Once we emerged from the narrows, my god became wrathful. (I don’t know why, I hadn’t done anything wrong as far as I could tell.) The air temperature wasn’t hot, maybe in the mid-seventies, but the sun was high and bright, and constant. Walking along Cottonwood Road toward Grougner Arch, I could barely enjoy the views back toward Bryce, as the sun was so harsh.

Despite the sidewalk, which detracted mightily from the spot, Grougner Arch was quite impressive: a massive double arch cut from seemingly impossibly from the golden rocks. Because of the developed area (picnic table, sidewalk and shitter), we didn’t linger. We continued through the through the Cockscomb to Wahweep Creek. Sharon and I planned to fill up at the spring upstream before continuing on to Hole-In-The-Rock road, but Lindy was planning on heading into Escalante via Wahweep and Horse Spring Canyon Drainage, because he has been getting tired and might leave the trail after this section.
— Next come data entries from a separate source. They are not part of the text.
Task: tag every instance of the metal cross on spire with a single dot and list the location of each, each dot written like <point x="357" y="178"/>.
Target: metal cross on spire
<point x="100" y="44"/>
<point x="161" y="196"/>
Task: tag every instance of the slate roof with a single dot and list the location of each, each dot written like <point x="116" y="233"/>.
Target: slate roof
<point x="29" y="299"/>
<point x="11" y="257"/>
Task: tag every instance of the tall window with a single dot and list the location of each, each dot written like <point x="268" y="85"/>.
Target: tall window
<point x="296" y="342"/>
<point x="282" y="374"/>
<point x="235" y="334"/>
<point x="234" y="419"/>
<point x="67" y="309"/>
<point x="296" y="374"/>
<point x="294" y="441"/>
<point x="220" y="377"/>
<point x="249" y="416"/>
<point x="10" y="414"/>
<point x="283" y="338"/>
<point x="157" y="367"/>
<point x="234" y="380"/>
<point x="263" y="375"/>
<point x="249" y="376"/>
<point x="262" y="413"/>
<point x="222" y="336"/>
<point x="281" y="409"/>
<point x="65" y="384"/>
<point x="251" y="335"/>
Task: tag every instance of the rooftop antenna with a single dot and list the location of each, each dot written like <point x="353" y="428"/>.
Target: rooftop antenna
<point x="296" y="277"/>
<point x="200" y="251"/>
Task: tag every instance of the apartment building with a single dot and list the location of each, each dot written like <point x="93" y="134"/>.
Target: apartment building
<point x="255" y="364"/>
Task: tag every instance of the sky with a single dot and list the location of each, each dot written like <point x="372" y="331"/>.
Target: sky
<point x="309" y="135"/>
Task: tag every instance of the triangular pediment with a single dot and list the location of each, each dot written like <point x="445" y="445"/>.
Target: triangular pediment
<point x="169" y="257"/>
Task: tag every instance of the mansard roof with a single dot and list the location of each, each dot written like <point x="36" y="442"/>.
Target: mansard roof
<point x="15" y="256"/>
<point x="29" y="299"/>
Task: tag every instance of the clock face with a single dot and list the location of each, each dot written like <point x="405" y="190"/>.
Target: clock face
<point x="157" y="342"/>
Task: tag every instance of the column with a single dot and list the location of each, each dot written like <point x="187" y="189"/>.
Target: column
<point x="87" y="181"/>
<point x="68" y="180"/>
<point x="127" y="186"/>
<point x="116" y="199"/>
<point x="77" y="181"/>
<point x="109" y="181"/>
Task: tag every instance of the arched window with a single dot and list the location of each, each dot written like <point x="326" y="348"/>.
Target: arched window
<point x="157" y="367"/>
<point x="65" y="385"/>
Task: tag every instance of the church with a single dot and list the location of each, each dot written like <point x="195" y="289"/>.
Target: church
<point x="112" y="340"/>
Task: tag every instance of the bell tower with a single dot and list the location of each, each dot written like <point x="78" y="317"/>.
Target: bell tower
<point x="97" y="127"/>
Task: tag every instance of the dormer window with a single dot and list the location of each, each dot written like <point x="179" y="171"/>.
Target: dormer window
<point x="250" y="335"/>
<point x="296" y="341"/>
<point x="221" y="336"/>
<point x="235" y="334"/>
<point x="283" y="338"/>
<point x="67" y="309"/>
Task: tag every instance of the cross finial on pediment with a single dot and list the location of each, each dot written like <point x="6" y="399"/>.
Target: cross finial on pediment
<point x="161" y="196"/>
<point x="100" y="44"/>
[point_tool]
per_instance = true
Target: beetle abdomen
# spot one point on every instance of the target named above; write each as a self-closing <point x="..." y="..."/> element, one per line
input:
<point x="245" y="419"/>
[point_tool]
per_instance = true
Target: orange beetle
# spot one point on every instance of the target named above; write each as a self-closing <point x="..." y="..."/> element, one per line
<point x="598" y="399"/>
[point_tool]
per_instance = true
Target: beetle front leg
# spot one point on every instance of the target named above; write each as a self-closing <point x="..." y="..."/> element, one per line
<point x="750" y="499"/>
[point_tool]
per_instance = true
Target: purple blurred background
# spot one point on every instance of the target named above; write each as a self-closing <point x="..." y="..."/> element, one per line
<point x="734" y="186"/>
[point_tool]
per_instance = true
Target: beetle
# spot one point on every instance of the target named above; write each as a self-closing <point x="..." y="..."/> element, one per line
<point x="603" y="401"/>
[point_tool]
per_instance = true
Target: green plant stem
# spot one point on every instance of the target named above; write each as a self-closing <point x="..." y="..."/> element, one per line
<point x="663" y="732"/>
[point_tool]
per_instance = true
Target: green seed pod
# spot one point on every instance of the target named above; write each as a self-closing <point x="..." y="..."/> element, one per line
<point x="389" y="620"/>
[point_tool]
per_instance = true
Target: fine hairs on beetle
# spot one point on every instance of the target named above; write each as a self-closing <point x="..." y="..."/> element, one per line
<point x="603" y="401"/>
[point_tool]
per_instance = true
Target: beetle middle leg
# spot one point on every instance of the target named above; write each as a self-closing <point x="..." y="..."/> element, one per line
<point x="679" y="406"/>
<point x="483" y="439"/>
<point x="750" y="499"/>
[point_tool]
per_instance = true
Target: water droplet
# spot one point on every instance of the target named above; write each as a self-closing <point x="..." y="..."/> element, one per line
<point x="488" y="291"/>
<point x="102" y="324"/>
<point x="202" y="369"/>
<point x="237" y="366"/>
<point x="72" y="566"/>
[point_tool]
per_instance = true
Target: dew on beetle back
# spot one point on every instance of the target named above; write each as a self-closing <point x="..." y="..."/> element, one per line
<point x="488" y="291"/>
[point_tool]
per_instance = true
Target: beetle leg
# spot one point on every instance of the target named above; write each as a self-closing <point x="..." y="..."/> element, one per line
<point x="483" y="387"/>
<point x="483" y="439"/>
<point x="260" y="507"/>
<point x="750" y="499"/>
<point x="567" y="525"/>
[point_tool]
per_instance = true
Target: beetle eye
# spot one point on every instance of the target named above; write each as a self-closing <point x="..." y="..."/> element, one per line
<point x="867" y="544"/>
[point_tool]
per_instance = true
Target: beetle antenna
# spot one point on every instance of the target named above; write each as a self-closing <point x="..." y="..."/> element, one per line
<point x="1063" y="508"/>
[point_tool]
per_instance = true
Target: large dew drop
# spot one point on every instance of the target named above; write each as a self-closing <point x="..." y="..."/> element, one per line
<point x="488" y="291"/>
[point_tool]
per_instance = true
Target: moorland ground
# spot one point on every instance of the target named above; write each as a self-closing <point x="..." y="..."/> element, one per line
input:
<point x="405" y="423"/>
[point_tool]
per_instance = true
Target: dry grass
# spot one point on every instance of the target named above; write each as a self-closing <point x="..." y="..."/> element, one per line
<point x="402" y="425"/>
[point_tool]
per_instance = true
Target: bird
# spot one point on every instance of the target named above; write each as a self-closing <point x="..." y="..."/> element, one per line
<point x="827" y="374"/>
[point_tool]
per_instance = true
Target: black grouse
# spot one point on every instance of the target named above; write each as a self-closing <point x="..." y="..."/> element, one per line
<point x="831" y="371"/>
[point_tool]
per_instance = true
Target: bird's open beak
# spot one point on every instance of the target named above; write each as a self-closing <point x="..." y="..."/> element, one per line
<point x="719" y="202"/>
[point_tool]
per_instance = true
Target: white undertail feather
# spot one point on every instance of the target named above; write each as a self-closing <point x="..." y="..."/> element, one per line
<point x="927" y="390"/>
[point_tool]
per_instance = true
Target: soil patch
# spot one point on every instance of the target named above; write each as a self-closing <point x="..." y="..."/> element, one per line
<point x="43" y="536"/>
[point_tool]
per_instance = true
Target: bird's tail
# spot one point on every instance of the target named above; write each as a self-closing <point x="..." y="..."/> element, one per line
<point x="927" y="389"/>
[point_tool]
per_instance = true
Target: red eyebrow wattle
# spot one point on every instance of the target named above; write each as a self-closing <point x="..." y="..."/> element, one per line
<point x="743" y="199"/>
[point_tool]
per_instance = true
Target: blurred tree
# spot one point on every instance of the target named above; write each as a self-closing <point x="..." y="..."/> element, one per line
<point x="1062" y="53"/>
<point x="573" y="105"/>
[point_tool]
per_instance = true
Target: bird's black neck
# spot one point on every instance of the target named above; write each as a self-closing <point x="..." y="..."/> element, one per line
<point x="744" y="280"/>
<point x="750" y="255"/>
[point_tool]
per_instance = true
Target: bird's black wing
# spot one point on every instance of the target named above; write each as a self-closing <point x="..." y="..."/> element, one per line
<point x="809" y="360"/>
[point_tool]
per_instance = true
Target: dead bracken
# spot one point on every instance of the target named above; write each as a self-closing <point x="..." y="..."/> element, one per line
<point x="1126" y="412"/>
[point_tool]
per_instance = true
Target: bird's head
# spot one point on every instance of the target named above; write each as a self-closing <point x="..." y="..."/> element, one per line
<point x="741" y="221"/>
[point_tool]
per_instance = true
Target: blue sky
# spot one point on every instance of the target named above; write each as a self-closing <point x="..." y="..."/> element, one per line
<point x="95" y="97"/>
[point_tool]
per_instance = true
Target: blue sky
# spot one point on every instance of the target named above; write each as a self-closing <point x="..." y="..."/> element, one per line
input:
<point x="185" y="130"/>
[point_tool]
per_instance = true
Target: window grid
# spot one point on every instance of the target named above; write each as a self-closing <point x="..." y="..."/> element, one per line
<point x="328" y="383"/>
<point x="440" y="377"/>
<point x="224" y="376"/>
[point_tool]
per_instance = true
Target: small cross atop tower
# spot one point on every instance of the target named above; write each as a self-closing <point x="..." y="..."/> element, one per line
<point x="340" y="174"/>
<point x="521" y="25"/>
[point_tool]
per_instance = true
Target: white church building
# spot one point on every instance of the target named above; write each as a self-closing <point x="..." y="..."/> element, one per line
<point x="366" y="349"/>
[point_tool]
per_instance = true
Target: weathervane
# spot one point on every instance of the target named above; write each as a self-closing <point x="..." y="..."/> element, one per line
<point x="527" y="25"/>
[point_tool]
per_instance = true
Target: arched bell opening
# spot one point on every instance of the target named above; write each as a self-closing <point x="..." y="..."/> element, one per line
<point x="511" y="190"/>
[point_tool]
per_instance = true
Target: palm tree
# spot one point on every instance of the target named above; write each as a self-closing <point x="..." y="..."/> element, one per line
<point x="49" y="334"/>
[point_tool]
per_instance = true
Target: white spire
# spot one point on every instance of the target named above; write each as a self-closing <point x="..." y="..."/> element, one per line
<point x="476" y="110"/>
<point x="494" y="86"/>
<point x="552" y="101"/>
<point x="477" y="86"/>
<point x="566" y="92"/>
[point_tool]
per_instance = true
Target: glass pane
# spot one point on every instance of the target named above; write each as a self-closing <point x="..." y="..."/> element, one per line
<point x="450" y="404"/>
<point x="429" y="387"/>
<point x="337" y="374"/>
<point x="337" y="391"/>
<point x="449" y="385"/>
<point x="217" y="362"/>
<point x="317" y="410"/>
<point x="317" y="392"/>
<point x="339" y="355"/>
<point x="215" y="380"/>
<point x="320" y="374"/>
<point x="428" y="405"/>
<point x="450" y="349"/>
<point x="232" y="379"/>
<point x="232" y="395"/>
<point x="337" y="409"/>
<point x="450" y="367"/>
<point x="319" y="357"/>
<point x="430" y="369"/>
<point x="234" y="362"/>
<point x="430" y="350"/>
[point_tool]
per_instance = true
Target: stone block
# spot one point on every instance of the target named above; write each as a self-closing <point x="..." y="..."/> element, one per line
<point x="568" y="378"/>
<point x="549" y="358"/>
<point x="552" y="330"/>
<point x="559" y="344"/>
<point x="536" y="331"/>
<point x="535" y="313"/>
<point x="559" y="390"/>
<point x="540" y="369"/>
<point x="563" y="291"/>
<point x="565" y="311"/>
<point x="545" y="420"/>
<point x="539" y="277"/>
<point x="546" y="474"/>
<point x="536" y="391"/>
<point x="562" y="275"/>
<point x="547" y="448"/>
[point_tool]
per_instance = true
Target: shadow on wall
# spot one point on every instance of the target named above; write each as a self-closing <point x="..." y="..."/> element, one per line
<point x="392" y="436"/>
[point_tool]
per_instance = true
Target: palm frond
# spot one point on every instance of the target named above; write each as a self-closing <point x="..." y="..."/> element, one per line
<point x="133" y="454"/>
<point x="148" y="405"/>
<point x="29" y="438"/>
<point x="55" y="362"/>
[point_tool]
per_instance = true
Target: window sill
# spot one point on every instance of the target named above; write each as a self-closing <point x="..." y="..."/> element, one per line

The three of us made dinner after this section at Headquarters Spring. After dinner, we parted ways with hugs, handshakes, and good wishes. Going back down Wahweep Creek the sun was a master artist. It worked with the moon and clouds to create a piece of unspeakable beauty. The dark blue sky framed flames of orange, pink, red, purple and everything in between. Every time I looked at it, it was different. And each time it was different I took at picture. Eventually, the sunlight faded, and the still-crescent moon was too small to produce navigable light, even on a road. We had to stop for the night.